Monday, August 08, 2016

Rules of Time Travel

            In fiction, there are three main concepts for time travel. Each of them have their own rules that must be followed in order to maintain consistency.

            One of these methods is the constant timeline. This is the theory that events throughout time cannot be changed at all. Characters can travel backwards or forwards in time, but anything they change was already accounted for and had been changed for them. A perfect representation of this is in Harry Potter and the Prisoner of Azkaban, where the characters travel back in time in order to save some lives, only to discover that they had done so all along – one of them had even caught sight of themselves before they knew they were traveling back.

            Next is the theory that time is fluid. In this theory, a time traveler can go through time, changing whatever they want – and, in turn changing the future, sometimes with disastrous results. This is sometimes tempered by a rule that history will work itself out, such as in the Dr Who series where the Doctor and his companions are constantly saving people and changing things without altering the course of history.

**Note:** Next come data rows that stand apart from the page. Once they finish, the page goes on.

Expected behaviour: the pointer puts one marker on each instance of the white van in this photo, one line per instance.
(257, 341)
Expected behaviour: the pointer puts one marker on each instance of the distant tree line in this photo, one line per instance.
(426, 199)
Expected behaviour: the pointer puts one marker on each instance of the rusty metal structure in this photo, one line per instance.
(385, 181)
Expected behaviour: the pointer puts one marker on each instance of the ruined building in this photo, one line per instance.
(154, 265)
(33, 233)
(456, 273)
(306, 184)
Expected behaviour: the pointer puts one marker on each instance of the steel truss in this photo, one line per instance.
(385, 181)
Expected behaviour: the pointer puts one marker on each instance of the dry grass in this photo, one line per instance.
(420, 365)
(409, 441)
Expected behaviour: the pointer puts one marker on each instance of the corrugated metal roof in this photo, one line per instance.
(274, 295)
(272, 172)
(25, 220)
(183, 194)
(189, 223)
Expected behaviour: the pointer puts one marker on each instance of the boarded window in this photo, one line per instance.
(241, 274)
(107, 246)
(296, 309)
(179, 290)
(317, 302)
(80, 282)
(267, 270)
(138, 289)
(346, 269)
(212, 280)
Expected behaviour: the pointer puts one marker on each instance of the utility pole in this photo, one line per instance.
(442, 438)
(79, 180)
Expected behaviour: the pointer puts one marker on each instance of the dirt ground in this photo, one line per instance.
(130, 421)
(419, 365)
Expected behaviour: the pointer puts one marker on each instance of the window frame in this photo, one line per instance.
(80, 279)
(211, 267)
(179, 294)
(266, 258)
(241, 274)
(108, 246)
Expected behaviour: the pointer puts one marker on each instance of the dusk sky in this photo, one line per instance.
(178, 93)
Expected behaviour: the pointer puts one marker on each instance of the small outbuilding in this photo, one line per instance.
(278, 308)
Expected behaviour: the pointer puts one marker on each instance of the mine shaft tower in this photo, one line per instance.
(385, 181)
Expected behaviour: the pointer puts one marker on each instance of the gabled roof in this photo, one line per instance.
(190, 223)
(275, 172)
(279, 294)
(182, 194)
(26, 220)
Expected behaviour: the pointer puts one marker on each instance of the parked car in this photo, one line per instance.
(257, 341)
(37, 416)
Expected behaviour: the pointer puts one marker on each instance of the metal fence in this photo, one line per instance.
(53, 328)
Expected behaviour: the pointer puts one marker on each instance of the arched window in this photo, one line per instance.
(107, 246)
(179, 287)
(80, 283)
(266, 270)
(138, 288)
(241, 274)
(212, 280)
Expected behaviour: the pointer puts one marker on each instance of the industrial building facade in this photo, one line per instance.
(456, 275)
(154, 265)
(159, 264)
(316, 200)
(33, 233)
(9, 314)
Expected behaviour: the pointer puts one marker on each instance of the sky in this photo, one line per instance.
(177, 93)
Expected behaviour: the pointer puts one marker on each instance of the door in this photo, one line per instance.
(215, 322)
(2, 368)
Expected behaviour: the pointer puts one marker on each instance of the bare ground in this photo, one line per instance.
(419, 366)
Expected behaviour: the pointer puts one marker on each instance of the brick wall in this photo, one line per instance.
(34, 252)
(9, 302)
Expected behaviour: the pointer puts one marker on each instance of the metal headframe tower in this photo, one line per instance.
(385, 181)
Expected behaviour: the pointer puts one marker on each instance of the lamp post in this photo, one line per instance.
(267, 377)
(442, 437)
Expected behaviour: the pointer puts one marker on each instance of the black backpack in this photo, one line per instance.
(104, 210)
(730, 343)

            Thirdly, we have the dimensional theory. In this case, as in the fluid one, time travelers can change the course of events, but each change branches off a new dimension of reality. The changes are there for the people moving through time, but the other dimension (where the time travelers came from) usually remains unchanged. I some cases, if a big enough change is made, this method allows some branch dimensions to be erased, or at least cut off from the other dimensions. An example of this can be seen in the Back to the Future movies, were the main character nearly causes himself to have never existed – and later finds himself in an alternate timeline that is nearly apocalyptic.

            Now, it really doesn’t matter which theory of time travel is used for any particular work of fiction. It needs to be chosen to fit both the story and the world well. The important part is that once a rule set is chosen, it gets stuck to. Every story – or series – needs to follow the same rules, without jumping from one rule set to the other. As soon as the established rules are broken, the internal consistency is broken and the believability of the story falls to pieces.

            So, if you use time travel, choose and choose well. Then stick to it, no matter what.


            This semi-ranting blog has been inspired by Harry Potter and the Cursed Child – an good story, except for the part where the internal mechanics do not match those established earlier in the series.